If I had a total of 56 watts of regular t5 lighting, how much would that amount equal in t8.

RIght now I have a total of 36 watts of t8, if I went to the 56 watts of t5, what would be the equivalent in t8? How many watts would I gain?

If I gather correct, 1 watt of t5 is not the same as 1 watt of t8, correct?


THanks,

Dan


----------



## Darkblade48 (Jan 28, 2008)

There is no hard and fast rule to "convert" between T5 and T8 lighting. You would have to assume they have similar reflectors firstly.

The best thing to do is to measure the differences of lighting efficiency using a PAR meter.

I would say that with 56 watts T5 lighting, you would be nearly doubling what you currently have with your T8 lighting (however this is an estimate).

You are correct in assuming that 1 watt of T5 lighting is different from 1 watt of T8 lighting. This is why the WPG guideline is not very good (now). While both bulbs consume the same amount of wattage, the T5 bulb will be much more efficient at outputting light.


----------



## The Baron (Aug 25, 2009)

Darkblade48, thank you.

Then if I went with the double no t5 for a total of 56 watts, my plant growth should improve substantially over my current total of 36 watts of t8?


Dan


----------



## Darkblade48 (Jan 28, 2008)

It is hard to say; how large of a tank are you using this new light over? For example, if you were to use the T5NO light over a (say) 125 gallon tank, even this upgrade would be insufficient light.

However, yes, it is likely that your plants will do better with higher light, depending on the situation that they are currently in. However, do not forget that with increased light, you may need to dose fertilizers (both macronutrients and micronutrients) as well as inject CO2. 

These three factors (light, fertilizers, CO2) are like a three legged stool. With all three of them in balance, the stool will be stable. However, if any of these three factors are out of balance, it is like a shorter stool leg.
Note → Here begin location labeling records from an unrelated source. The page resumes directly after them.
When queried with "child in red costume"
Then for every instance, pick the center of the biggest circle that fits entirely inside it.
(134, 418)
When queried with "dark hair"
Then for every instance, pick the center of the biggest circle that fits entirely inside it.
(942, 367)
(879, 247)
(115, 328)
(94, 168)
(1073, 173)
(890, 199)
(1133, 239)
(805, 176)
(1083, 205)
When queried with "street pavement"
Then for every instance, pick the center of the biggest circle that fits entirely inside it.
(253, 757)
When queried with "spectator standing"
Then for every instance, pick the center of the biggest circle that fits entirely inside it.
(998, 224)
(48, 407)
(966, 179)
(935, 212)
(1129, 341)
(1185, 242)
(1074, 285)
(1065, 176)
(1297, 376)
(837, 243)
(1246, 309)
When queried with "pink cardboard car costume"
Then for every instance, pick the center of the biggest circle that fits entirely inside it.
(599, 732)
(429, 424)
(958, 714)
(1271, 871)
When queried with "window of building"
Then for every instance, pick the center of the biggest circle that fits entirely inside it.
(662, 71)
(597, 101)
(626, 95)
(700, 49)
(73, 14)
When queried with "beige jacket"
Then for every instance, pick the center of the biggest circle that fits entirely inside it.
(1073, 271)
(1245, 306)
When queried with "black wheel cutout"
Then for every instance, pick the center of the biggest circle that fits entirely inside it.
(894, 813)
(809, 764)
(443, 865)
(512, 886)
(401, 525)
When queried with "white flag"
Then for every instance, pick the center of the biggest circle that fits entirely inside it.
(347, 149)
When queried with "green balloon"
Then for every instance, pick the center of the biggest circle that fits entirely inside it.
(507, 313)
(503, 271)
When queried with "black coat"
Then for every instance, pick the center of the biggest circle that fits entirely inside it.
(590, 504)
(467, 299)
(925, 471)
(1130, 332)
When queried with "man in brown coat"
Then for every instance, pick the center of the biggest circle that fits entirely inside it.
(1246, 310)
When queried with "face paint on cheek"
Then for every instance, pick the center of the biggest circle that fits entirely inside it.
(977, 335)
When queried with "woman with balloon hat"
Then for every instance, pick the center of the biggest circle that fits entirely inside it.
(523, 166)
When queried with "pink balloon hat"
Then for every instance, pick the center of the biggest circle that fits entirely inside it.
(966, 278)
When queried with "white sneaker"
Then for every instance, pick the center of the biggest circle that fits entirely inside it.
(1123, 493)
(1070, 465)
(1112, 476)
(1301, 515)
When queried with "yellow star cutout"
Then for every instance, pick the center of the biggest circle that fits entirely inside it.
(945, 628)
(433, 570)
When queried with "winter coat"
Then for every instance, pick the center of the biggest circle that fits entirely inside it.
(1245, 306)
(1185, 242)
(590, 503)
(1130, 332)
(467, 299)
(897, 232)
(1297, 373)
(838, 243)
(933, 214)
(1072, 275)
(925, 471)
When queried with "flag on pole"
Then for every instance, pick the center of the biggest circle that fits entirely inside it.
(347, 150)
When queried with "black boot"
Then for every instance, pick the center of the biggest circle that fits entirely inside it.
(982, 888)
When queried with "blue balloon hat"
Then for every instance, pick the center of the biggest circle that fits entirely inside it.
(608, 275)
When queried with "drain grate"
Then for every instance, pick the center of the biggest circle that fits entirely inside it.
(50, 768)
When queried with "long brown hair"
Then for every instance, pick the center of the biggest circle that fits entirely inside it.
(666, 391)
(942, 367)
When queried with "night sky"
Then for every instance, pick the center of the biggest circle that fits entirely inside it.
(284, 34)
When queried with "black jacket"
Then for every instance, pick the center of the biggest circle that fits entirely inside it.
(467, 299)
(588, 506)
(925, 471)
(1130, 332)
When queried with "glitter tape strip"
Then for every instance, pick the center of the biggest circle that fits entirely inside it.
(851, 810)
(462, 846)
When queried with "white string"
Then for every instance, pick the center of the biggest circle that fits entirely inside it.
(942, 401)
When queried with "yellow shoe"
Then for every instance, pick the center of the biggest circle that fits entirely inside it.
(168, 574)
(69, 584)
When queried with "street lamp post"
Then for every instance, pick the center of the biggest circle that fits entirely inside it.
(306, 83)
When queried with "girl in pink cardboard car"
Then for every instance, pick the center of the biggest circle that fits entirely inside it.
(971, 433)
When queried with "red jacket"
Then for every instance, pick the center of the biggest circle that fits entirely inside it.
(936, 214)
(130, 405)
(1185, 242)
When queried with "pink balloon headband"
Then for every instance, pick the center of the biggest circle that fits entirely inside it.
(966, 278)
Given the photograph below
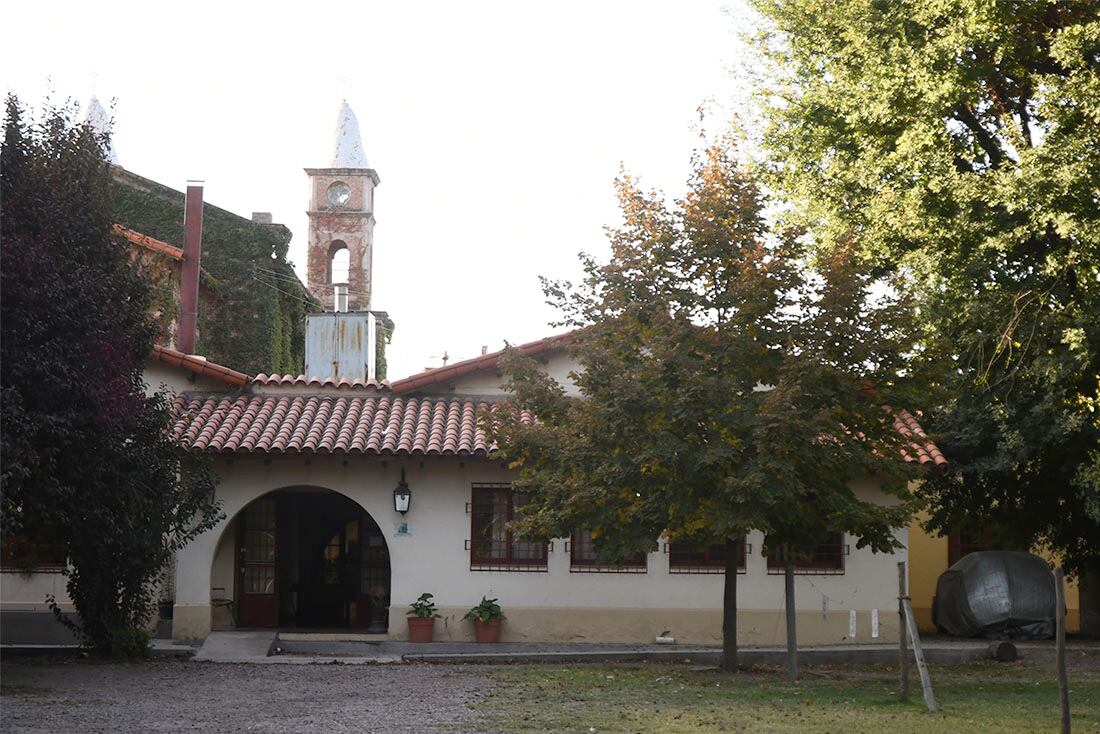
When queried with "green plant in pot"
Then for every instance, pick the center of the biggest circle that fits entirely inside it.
(486, 616)
(421, 619)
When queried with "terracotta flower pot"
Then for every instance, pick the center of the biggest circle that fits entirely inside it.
(487, 632)
(420, 628)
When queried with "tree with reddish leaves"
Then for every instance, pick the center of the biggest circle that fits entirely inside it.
(86, 461)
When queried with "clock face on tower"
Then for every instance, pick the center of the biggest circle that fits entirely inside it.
(339, 194)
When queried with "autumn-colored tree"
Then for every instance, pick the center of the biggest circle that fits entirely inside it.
(724, 387)
(961, 141)
(87, 462)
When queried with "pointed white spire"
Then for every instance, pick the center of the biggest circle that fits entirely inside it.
(100, 122)
(349, 145)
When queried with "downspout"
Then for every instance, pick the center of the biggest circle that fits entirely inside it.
(190, 269)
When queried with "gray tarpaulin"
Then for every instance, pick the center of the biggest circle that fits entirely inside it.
(996, 593)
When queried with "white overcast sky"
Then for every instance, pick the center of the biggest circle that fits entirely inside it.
(496, 128)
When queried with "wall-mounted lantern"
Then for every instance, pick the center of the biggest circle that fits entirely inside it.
(402, 495)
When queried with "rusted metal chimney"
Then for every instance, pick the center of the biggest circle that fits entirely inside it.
(189, 271)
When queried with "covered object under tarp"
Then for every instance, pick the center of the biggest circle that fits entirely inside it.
(996, 593)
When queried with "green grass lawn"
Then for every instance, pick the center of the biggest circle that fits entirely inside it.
(987, 697)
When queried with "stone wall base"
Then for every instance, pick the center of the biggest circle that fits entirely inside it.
(642, 626)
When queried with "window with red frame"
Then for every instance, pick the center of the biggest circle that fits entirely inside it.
(826, 558)
(22, 551)
(582, 557)
(688, 557)
(492, 543)
(968, 541)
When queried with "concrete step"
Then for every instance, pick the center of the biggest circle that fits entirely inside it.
(252, 646)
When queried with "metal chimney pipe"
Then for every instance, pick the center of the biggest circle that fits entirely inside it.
(189, 271)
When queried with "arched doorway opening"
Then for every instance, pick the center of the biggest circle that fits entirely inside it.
(310, 558)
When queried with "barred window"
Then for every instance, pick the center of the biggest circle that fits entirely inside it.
(689, 557)
(583, 558)
(493, 546)
(25, 552)
(826, 558)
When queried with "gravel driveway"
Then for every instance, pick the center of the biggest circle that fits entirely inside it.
(194, 697)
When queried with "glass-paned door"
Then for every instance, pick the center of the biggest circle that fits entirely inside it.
(259, 582)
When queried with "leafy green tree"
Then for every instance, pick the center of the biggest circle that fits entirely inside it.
(961, 141)
(675, 435)
(86, 461)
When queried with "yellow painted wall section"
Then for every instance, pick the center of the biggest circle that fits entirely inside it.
(927, 559)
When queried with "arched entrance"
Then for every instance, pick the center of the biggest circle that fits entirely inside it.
(310, 558)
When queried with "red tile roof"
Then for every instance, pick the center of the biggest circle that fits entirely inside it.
(149, 242)
(199, 365)
(484, 362)
(303, 381)
(925, 450)
(330, 424)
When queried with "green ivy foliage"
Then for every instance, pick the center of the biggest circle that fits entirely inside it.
(87, 461)
(257, 318)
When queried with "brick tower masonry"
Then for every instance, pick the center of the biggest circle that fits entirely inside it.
(341, 217)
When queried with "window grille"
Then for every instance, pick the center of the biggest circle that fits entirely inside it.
(688, 557)
(583, 558)
(826, 559)
(493, 546)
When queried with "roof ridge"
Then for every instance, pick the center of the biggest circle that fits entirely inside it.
(482, 362)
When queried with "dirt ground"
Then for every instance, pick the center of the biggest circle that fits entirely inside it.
(191, 697)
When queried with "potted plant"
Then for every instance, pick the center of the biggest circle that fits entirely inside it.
(486, 617)
(421, 619)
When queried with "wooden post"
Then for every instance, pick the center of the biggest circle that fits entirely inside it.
(792, 635)
(930, 699)
(728, 661)
(902, 647)
(1059, 636)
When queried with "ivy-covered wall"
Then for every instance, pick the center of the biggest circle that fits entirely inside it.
(256, 320)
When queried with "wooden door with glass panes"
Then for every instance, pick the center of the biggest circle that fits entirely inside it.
(257, 585)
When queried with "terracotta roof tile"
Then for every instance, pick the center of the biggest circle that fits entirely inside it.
(199, 365)
(330, 424)
(149, 242)
(303, 381)
(925, 450)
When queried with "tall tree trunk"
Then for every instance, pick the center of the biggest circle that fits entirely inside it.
(1088, 583)
(729, 610)
(792, 635)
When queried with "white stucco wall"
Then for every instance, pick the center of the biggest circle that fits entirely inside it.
(435, 559)
(177, 380)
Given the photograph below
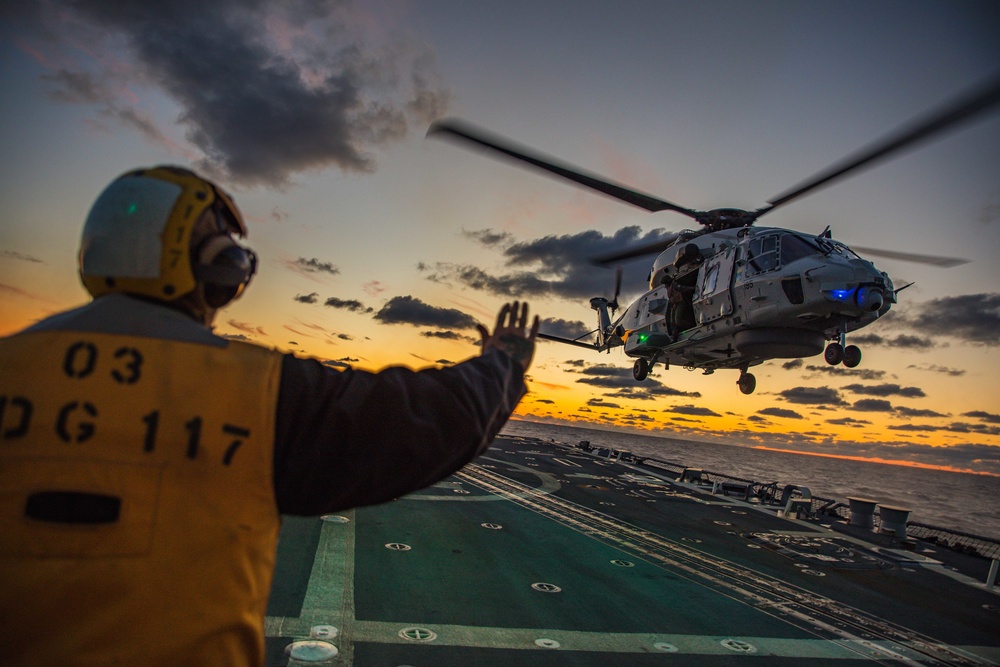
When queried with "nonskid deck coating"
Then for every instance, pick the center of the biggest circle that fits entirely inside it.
(539, 554)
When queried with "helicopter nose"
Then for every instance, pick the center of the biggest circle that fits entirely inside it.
(870, 299)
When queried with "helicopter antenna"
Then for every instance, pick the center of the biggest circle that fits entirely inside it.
(948, 116)
(613, 306)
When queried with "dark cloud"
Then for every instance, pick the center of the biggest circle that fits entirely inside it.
(886, 390)
(780, 412)
(904, 341)
(265, 89)
(974, 318)
(12, 254)
(571, 329)
(934, 368)
(450, 335)
(693, 410)
(307, 298)
(904, 411)
(841, 371)
(813, 396)
(556, 266)
(410, 310)
(848, 421)
(315, 266)
(489, 238)
(872, 405)
(352, 305)
(619, 378)
(984, 416)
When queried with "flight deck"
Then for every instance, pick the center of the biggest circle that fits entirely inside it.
(544, 554)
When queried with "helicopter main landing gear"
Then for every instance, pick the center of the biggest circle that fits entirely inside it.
(837, 353)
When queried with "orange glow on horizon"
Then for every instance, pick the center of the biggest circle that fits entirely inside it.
(865, 459)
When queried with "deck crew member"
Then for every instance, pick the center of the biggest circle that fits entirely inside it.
(145, 461)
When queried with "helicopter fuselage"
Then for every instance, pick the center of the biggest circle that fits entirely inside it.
(756, 293)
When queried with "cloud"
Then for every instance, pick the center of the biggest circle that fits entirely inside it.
(307, 298)
(841, 371)
(780, 412)
(315, 266)
(619, 378)
(246, 328)
(556, 266)
(410, 310)
(601, 403)
(352, 305)
(571, 329)
(13, 254)
(934, 368)
(264, 89)
(872, 405)
(848, 421)
(451, 335)
(813, 396)
(489, 238)
(886, 390)
(693, 410)
(904, 411)
(985, 416)
(904, 341)
(974, 318)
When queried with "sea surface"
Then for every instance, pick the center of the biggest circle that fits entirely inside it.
(958, 501)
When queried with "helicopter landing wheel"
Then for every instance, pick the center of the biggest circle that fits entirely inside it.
(747, 383)
(834, 354)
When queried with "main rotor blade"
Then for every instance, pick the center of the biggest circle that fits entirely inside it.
(652, 248)
(933, 260)
(952, 114)
(566, 341)
(477, 136)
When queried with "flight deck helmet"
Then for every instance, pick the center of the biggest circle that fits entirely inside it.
(138, 239)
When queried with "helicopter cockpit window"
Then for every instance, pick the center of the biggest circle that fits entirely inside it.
(795, 247)
(762, 254)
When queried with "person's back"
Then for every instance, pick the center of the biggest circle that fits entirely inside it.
(131, 487)
(145, 462)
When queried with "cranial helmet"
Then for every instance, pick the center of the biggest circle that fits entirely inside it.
(138, 239)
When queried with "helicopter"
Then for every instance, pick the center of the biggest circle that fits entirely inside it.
(732, 295)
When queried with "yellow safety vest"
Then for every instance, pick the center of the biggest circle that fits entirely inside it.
(138, 521)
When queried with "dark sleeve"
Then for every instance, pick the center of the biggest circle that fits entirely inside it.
(350, 438)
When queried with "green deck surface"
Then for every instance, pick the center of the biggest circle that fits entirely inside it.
(526, 558)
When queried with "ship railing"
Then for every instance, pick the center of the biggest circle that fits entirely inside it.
(975, 545)
(768, 493)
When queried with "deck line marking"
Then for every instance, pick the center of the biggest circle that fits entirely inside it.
(743, 584)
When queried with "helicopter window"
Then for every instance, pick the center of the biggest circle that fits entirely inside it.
(710, 280)
(795, 247)
(762, 254)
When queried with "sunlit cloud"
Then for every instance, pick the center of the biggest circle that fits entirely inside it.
(260, 105)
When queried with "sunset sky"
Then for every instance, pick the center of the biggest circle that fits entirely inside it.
(381, 247)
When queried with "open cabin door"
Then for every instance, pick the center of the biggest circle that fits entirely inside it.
(712, 298)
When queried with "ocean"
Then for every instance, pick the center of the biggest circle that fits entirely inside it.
(958, 501)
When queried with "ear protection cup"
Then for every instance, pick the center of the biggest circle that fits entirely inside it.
(224, 268)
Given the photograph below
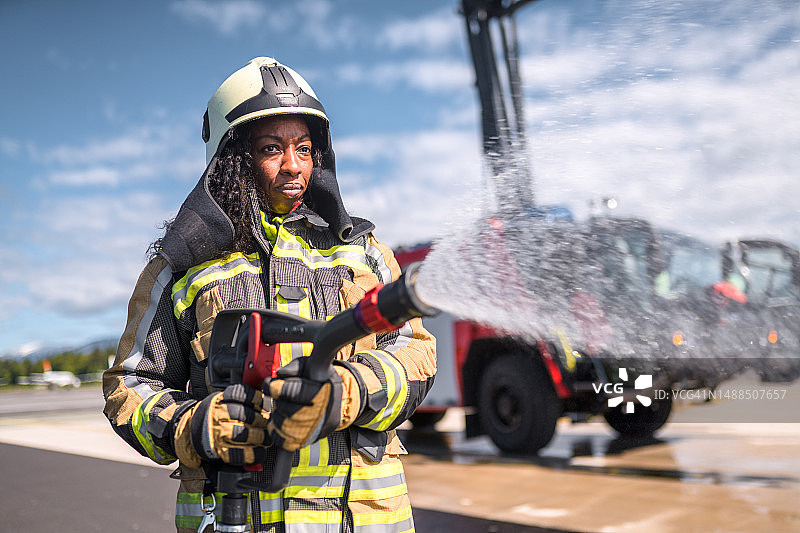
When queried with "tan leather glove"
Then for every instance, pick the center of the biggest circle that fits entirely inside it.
(229, 426)
(305, 410)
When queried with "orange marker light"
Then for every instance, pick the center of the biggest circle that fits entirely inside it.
(772, 337)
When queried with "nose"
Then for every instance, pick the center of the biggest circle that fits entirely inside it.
(290, 164)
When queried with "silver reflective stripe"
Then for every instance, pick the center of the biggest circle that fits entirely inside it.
(189, 509)
(403, 526)
(349, 252)
(131, 380)
(268, 504)
(403, 339)
(396, 389)
(314, 452)
(383, 269)
(216, 268)
(317, 481)
(307, 527)
(377, 483)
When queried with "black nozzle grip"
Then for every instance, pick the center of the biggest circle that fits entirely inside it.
(281, 470)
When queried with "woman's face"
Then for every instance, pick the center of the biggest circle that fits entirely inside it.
(281, 150)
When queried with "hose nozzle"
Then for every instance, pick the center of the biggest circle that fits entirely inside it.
(389, 307)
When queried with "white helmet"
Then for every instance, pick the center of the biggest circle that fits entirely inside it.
(262, 88)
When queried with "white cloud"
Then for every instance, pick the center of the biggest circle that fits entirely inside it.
(429, 33)
(9, 147)
(91, 176)
(425, 181)
(430, 75)
(227, 17)
(316, 21)
(696, 128)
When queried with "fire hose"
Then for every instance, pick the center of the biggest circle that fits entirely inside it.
(245, 346)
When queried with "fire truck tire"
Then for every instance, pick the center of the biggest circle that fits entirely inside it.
(643, 422)
(517, 404)
(426, 419)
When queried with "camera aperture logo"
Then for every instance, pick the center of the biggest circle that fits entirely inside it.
(616, 391)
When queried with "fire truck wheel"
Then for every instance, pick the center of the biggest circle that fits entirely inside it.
(643, 422)
(517, 404)
(426, 419)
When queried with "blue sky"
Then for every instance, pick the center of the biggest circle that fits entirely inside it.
(685, 111)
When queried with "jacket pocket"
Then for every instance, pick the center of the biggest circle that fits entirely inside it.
(378, 495)
(207, 306)
(350, 293)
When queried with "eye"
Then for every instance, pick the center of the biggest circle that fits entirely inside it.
(271, 149)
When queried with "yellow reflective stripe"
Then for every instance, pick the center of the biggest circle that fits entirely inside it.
(288, 245)
(312, 517)
(324, 451)
(320, 450)
(271, 505)
(184, 296)
(378, 494)
(567, 347)
(382, 517)
(396, 391)
(377, 482)
(139, 420)
(270, 516)
(379, 470)
(317, 482)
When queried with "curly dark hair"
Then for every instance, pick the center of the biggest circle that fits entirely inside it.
(229, 183)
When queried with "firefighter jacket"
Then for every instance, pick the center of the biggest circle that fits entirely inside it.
(351, 481)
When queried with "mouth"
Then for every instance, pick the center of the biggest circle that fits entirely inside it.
(291, 189)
The stool is no longer stable, and you may get algae.


----------



## BillD (Jun 5, 2006)

Compare the lumen output of the 2 combinations; that should give you an approximation of the comparative levels of light, even though it doesn't take all factors into consideration.


----------



## The Baron (Aug 25, 2009)

Sorry just got back into town.

The tank is a standard 55 gallon so it is quite deep and would like the light
to get all the way to the bottom.

I do use Seachem ferts for the plants when necessary.

I;m just trying to dermine if i can get away with t5no instead of ho. Money
is really tight and just want enough to grow Vals, Amazon Swords, Cabomba and such.


Dan


----------